The move will not change the overall Army troop level in Alaska. But it is likely to bring more resources into the state, including military trainings and infrastructure to support a division-level command. That includes upgrading USARAK’s current headquarters at JBER.
“It’s not all gonna happen overnight,” Eifler cautioned.
The 11th Airborne Division is a revival of an airborne unit started during World War II that worked in the Pacific Theater toward the end of the campaign, primarily in the liberation of the Philippines and later the military occupation of Japan. Nicknamed the “angels,” the division was inactivated in the 1960s. Under the rebranding, Alaska soldiers will sport an updated version of the vintage insignia, an “11″ with white wings.
Alaska hosts an unusual mix of military units and missions relative to other states, a conglomeration of Air Force, Army, Navy and Coast Guard personnel carrying out everything from missile defense and remote radar monitoring to mountaineering and advanced search and rescue missions. In the hodgepodge there are inefficiencies and inconsistencies.
The 25th Infantry Division, to which the Army’s Alaska units are technically attached, is headquartered in Hawaii. The red and gold thunderbolt insignia Alaska soldiers wear is nicknamed “Tropic Lightning.”
“This is a unique division. But just having a new division in the Army, that is not common. This is a very rare event and should not be lost on everybody in Alaska,” Eifler said.
He noted that the unconventional structure has at times hindered the Army in Alaska.
“We don’t seem to get the same resources and attention as other divisions,” Eifler said. “We’re gonna make it work, and act like a division. And we’ve been doing largely without.

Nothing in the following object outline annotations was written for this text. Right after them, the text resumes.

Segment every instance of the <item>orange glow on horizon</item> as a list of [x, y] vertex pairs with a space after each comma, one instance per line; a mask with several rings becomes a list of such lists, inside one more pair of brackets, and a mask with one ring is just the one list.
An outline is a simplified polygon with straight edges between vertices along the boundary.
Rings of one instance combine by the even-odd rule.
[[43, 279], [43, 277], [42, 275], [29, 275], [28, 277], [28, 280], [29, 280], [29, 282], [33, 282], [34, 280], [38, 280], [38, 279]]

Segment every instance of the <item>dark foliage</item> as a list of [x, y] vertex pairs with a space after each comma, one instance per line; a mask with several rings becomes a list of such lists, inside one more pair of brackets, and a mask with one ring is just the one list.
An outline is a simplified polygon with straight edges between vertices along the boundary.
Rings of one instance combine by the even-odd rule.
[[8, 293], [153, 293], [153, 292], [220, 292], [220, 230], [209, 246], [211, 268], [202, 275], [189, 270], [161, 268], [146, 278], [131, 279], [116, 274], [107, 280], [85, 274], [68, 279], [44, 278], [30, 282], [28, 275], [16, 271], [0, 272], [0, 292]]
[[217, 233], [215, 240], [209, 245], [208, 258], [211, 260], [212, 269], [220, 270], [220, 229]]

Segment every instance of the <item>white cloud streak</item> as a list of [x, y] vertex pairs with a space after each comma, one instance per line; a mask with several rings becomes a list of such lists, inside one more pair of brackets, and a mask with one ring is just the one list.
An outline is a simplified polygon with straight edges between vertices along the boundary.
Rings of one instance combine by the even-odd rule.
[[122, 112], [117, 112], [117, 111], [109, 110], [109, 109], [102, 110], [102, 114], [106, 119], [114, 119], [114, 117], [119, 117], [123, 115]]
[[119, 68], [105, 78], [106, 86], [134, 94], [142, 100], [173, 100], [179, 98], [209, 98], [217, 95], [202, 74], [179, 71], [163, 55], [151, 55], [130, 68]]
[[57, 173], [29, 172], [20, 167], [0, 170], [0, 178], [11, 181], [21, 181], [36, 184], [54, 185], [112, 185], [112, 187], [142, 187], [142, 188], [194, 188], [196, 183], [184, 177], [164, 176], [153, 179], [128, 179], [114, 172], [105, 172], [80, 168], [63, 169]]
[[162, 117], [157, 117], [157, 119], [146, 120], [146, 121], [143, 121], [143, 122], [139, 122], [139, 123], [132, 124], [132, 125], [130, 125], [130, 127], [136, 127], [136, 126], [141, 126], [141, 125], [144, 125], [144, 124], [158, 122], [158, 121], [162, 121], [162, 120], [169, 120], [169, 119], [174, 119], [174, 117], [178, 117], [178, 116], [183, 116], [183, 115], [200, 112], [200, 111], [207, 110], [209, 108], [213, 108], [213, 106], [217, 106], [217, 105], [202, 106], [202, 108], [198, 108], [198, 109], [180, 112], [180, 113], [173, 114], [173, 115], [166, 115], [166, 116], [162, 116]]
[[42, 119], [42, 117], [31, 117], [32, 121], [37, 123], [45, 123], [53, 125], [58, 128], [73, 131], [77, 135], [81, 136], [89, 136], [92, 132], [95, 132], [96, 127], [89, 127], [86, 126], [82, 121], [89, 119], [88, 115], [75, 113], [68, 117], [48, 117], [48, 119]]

So it’s hampered our ability to coordinate and execute over the years, and now we’re making it more efficient and more effective with what we have.”
That’s a sentiment shared by the Army’s top brass.
“Some of the soldiers (in Alaska) don’t feel they have a sense of identity or purpose around why they’re stationed there,” said Secretary of the Army Christine Wormuth at a Senate Armed Service Committee hearing this month.
The move comes as the Army and Defense Department are increasingly interested in the Arctic. A year before Russia’s invasion of Ukraine reignited global focus on potential armed conflicts in the high north, the Army released a new strategy for its role in the Arctic built around more training, better equipment and improvements in the quality of life for soldiers stationed at its Alaska bases.
“We kinda wanna train where we’re gonna fight. Historically, Alaska’s been more of a basing place,” said Army Chief of Staff Gen. James McConville during the Senate hearing. “What we learned was, conducting exercises in the winter in a combat training center-like environment is extremely important.”
The reorganization also likely portends the end of the armored vehicles used by the Stryker brigade combat team based at Fort Wainwright in the Interior. Eifler said it is possible that unit will convert to light infantry, though an ultimate decision has not yet been released.
Ceremonies marking the restructuring will take place on June 6.